Malone est seul (alone), allongé sur le dos dans le lit d’une chambre anonyme, incapable de se déplacer. Son parcours -si un tel mot convient encore- va le mener de l’immobilité à la mort. Il part d’où Molloy est arrivé. Sa main seule reste active. Il écrit pour lui-même une histoire, histoire de tromper son agonie; une histoire en abyme, qu’il étire en longueur, histoire de différer le terme, histoire de Sapo, qui devient Macman, dont le parcours ressemble à l’errance de Beckett dans la vie, Macman qui disparaît brusquement (du récit, de la vie), romancier faisant mourir son personnage pour n’avoir pas à mourir lui-même.
Le récit du parcours du passé au présent (Molloy) laisse la place au récit du parcours actuel, du présent vers la fin; récit d’une attente (en attendant Godot), Malone enfermé, immobilisé, séquestré (par lui-même?).

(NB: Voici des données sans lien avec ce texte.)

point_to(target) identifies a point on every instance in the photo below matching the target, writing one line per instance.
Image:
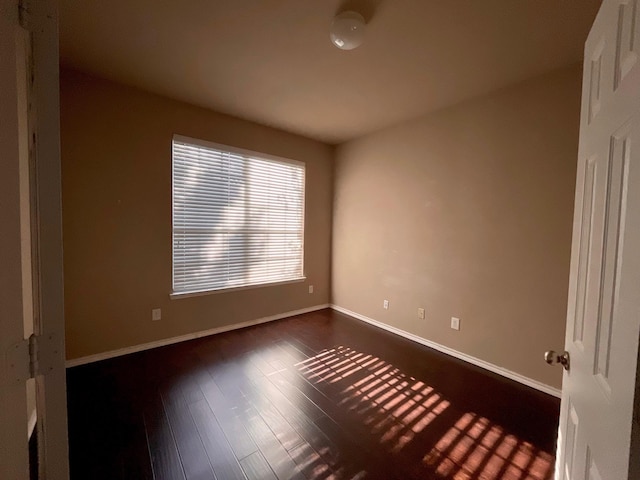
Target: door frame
(40, 19)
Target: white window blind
(238, 218)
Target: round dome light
(347, 30)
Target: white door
(603, 319)
(31, 289)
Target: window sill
(200, 293)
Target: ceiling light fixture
(347, 30)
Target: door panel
(603, 324)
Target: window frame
(248, 153)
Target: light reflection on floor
(396, 408)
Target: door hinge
(31, 357)
(25, 15)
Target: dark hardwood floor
(318, 396)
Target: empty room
(284, 239)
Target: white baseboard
(190, 336)
(454, 353)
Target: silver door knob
(553, 358)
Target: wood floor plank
(163, 451)
(190, 447)
(318, 396)
(256, 467)
(225, 464)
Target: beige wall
(116, 159)
(466, 212)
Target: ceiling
(271, 61)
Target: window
(238, 217)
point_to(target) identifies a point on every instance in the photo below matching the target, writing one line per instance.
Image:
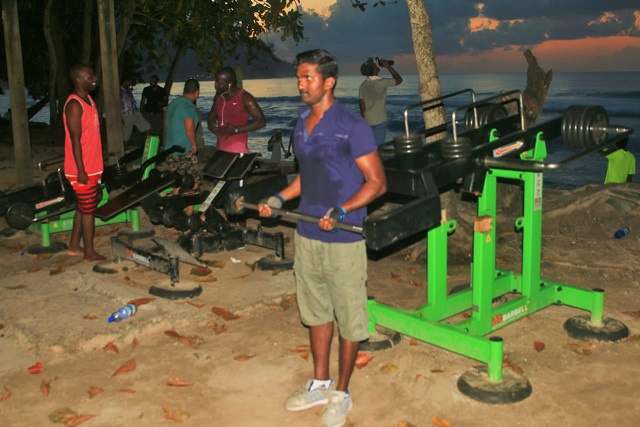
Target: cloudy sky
(471, 36)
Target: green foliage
(214, 29)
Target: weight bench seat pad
(228, 166)
(132, 196)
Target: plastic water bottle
(123, 312)
(621, 233)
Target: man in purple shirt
(340, 173)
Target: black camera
(378, 61)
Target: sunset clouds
(488, 36)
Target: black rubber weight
(579, 327)
(512, 388)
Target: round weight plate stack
(583, 126)
(456, 149)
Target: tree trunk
(425, 58)
(87, 28)
(175, 64)
(535, 93)
(15, 72)
(125, 19)
(63, 84)
(111, 86)
(53, 64)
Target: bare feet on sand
(94, 257)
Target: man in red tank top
(83, 164)
(230, 113)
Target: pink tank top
(90, 140)
(231, 112)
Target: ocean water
(618, 93)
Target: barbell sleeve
(302, 217)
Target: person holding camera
(373, 95)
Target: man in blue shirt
(182, 121)
(340, 173)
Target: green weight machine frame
(65, 221)
(427, 322)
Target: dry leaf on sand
(111, 347)
(178, 382)
(244, 357)
(128, 366)
(94, 391)
(362, 360)
(174, 414)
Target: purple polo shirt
(329, 175)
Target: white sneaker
(305, 397)
(335, 414)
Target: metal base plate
(175, 293)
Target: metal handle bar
(516, 164)
(423, 105)
(481, 102)
(303, 217)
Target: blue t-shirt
(329, 175)
(179, 109)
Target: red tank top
(231, 112)
(89, 140)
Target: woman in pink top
(229, 116)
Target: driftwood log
(509, 196)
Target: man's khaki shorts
(331, 283)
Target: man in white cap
(373, 95)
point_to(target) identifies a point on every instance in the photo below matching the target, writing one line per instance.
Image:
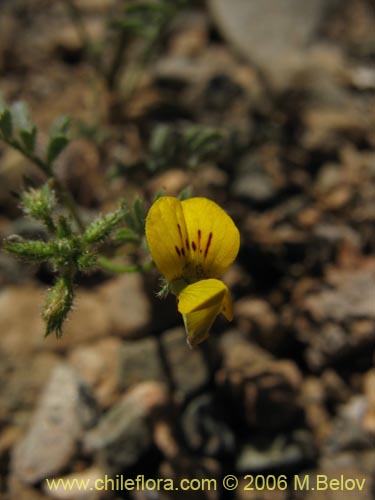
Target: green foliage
(58, 305)
(69, 251)
(18, 130)
(73, 246)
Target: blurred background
(266, 107)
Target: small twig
(46, 168)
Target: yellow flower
(193, 242)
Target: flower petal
(167, 237)
(199, 304)
(214, 238)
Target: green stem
(111, 266)
(64, 195)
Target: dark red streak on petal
(208, 245)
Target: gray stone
(275, 35)
(124, 433)
(264, 452)
(167, 359)
(64, 411)
(253, 183)
(127, 305)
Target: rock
(284, 452)
(317, 417)
(256, 318)
(274, 35)
(17, 490)
(64, 410)
(348, 431)
(253, 183)
(98, 365)
(205, 429)
(184, 369)
(25, 378)
(124, 433)
(354, 480)
(247, 490)
(202, 469)
(126, 304)
(92, 479)
(351, 295)
(171, 182)
(369, 416)
(264, 392)
(342, 313)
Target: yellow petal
(199, 304)
(214, 238)
(167, 237)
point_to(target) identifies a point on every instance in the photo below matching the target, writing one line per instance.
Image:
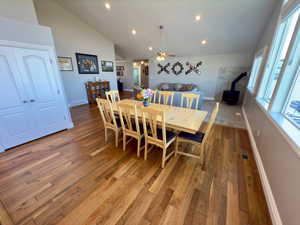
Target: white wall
(210, 69)
(22, 10)
(127, 78)
(71, 35)
(279, 160)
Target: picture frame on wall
(107, 66)
(87, 64)
(65, 63)
(120, 71)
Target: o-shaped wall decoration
(177, 68)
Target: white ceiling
(229, 26)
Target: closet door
(16, 125)
(41, 84)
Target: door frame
(58, 78)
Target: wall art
(192, 68)
(87, 64)
(107, 66)
(177, 68)
(163, 68)
(65, 63)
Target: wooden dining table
(178, 118)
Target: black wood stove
(231, 97)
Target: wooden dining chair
(130, 125)
(113, 96)
(165, 97)
(189, 99)
(155, 96)
(109, 119)
(199, 139)
(157, 136)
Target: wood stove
(231, 97)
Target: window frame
(284, 108)
(273, 56)
(275, 110)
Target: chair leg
(117, 139)
(139, 147)
(145, 150)
(164, 158)
(105, 134)
(124, 142)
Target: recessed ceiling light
(107, 6)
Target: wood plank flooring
(75, 178)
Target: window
(278, 56)
(256, 69)
(292, 108)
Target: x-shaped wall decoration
(163, 68)
(193, 68)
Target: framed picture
(107, 66)
(65, 63)
(120, 70)
(87, 64)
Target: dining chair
(109, 119)
(130, 125)
(165, 97)
(189, 99)
(155, 96)
(113, 96)
(157, 136)
(199, 139)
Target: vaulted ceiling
(229, 26)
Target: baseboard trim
(273, 210)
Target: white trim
(275, 216)
(77, 103)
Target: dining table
(177, 118)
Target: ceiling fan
(162, 55)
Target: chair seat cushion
(169, 135)
(141, 127)
(198, 137)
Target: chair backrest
(106, 112)
(211, 122)
(151, 119)
(129, 117)
(112, 96)
(190, 98)
(155, 95)
(166, 97)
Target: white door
(42, 86)
(16, 127)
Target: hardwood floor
(74, 178)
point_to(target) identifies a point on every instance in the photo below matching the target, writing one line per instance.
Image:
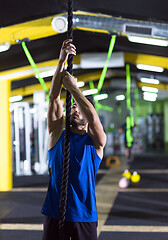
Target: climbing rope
(65, 172)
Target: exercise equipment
(124, 182)
(126, 174)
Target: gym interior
(121, 61)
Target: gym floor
(140, 211)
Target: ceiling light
(101, 96)
(4, 47)
(120, 97)
(59, 24)
(15, 98)
(150, 89)
(80, 84)
(151, 41)
(150, 80)
(149, 68)
(90, 92)
(46, 74)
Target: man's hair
(90, 99)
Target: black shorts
(73, 230)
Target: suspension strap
(65, 173)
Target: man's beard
(81, 122)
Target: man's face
(77, 118)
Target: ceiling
(94, 23)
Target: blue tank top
(84, 164)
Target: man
(87, 141)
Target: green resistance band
(103, 74)
(32, 63)
(128, 83)
(128, 132)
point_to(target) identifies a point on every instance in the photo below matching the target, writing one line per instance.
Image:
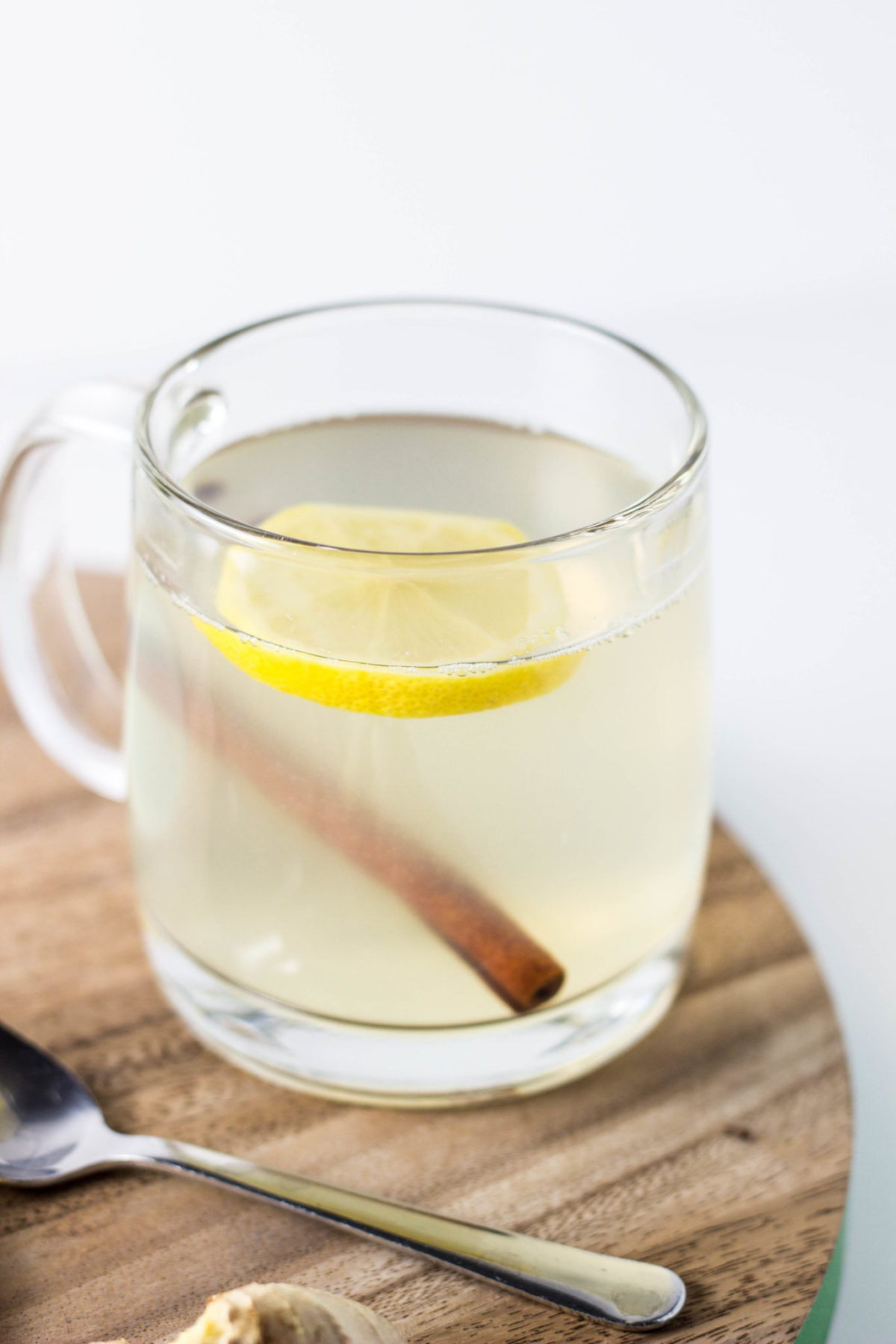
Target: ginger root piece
(284, 1313)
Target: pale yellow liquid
(582, 812)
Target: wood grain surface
(719, 1147)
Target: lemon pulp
(386, 635)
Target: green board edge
(822, 1310)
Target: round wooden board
(719, 1145)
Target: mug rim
(652, 503)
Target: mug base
(421, 1066)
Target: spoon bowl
(52, 1129)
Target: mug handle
(94, 426)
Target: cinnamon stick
(519, 971)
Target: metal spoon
(52, 1129)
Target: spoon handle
(603, 1288)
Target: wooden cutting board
(719, 1145)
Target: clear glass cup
(413, 827)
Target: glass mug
(415, 714)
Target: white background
(714, 179)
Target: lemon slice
(408, 638)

Personne ne ramasse plus ses notes.

LECTEUR: Murphy, Watt perdent à certains moments la verticalité. Molloy, Malone, la perdent définitivement.
AUTEUR: Perte de la fonction primordiale du Moi …
LECTEUR: … Que vous appelez le moi-peau …

AUTEUR: … Que Freud appelait le Moi-corps. Fonction de maintien du corps en équilibre dynamique par rapport à l’axe haut-bas. Fonction, qui en dérive, de maintien de la pensée adossée à cet axe et susceptible de s’ériger pour faire face à la réalité. La transaction de Beckett: consentir à perdre la verticalité physique, en contrepartie conserver les pensées dressées. Tête haute.

LECTEUR: L’Innommable?
AUTEUR: L’Innommable est parvenu à l’immobilité quasi complète. Il va jusqu’où un être humain peut aller le plus loin dans l’inertie, à la limite d’en mourir. Il garde la vision, sans importance dans l’obscurité, et la phonation, qui se réduit à la parole intérieure. En dehors de ceux du langage -encore ne peut-il même pas se nommer- il a perdu tout repère qui lui permettrait de distinguer l’intérieur de l’extérieur, soi-même et autrui.

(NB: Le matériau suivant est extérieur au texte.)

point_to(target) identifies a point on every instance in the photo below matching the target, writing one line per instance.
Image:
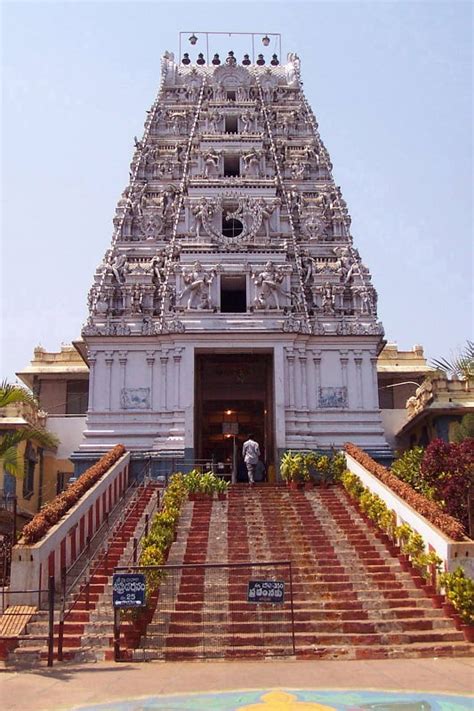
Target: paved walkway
(66, 686)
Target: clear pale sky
(391, 86)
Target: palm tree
(9, 441)
(461, 366)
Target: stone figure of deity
(269, 287)
(252, 164)
(211, 165)
(197, 283)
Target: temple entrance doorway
(234, 398)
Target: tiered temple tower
(232, 297)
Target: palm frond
(461, 365)
(13, 462)
(42, 437)
(10, 394)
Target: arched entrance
(234, 397)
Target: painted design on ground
(292, 700)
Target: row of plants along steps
(88, 628)
(195, 551)
(351, 597)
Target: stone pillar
(91, 359)
(317, 374)
(290, 359)
(360, 389)
(302, 360)
(375, 382)
(344, 359)
(177, 376)
(109, 361)
(150, 359)
(123, 356)
(163, 376)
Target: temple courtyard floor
(408, 685)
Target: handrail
(100, 554)
(143, 529)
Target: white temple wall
(144, 393)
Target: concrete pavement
(67, 686)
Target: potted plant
(222, 487)
(402, 534)
(292, 468)
(460, 595)
(192, 481)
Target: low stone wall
(453, 553)
(33, 564)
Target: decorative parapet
(22, 414)
(63, 543)
(440, 392)
(453, 551)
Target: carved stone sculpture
(268, 283)
(196, 291)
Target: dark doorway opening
(233, 294)
(233, 398)
(231, 226)
(231, 165)
(231, 124)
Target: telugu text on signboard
(128, 590)
(266, 591)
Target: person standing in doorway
(251, 453)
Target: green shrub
(459, 590)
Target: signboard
(266, 591)
(230, 428)
(128, 590)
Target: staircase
(351, 598)
(88, 624)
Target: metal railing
(203, 611)
(49, 636)
(95, 555)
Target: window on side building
(77, 397)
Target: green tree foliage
(407, 468)
(464, 429)
(12, 462)
(461, 365)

Il est une forme informe, impossible à décrire du dehors, car invisible dans le noir, incapable de se décrire lui-même du dedans, car il a perdu les représentations du temps, de l’espace, de sa propre identité. Il ne peut qu’imaginer, que s’imaginer. Il s’imagine boule lisse -ce qui est la première représentation que les enfants se font de leur psychisme- monade parlante, avec deux trous pour éviter l’éclatement: orifices non encore différenciés en organes des sens et organes génitaux.

Trinity College Long Room Library

Trinity College, que fréquenta Beckett

Puis il s’imagine avoir été Mahood, homme-tronc, en quelque sorte tétraplégique, enfermé dans une jarre qui le maintient artificiellement vertical, la tête seule émergeant, soutenue par un carcan. Ainsi était devenue Echo, la nymphe dédaignée par Narcisse: corps-cadavre, voix seule encore active, répétant faiblement les derniers mots des autres.
Le soliloque beckettien reproduit la voix d’Echo. Mahood, tel Molloy, courait le monde, encouragé par les siens. Quand il les a retrouvés, ils étaient morts (allusion à la mort du père de Beckett, puis de sa mère, à la déchéance annonciatrice de la mort prochaine de son frère). Mahood n’arrête pas de ressasser cette histoire et, quand il s’arrête, il disparaît de l’imagination de l’Innommable, laissant la place à Worm, réduit à une existence larvaire.

LECTEUR: Le narrateur de Comment c’est retrouve cette existence larvaire.
AUTEUR: Il rampe dans la boue et la nuit, mais il progresse: légère mobilité retrouvée (trente-huit mètres par an). Il ne s’imagine plus; il se pense à haute voix. Il revient du point de non-retour où s’installait l’Innommable. Sa parole est désarticulée: vocabulaire, syntaxe, ponctuation.
Mais il se fait d’autant mieux entendre qu’il trouve un style original, poignant, direct, qui oblige du lecteur une participation physique, corporelle, respiratoire: invitation à chanter ensemble les notes, à marquer ensemble les silences entre les mots.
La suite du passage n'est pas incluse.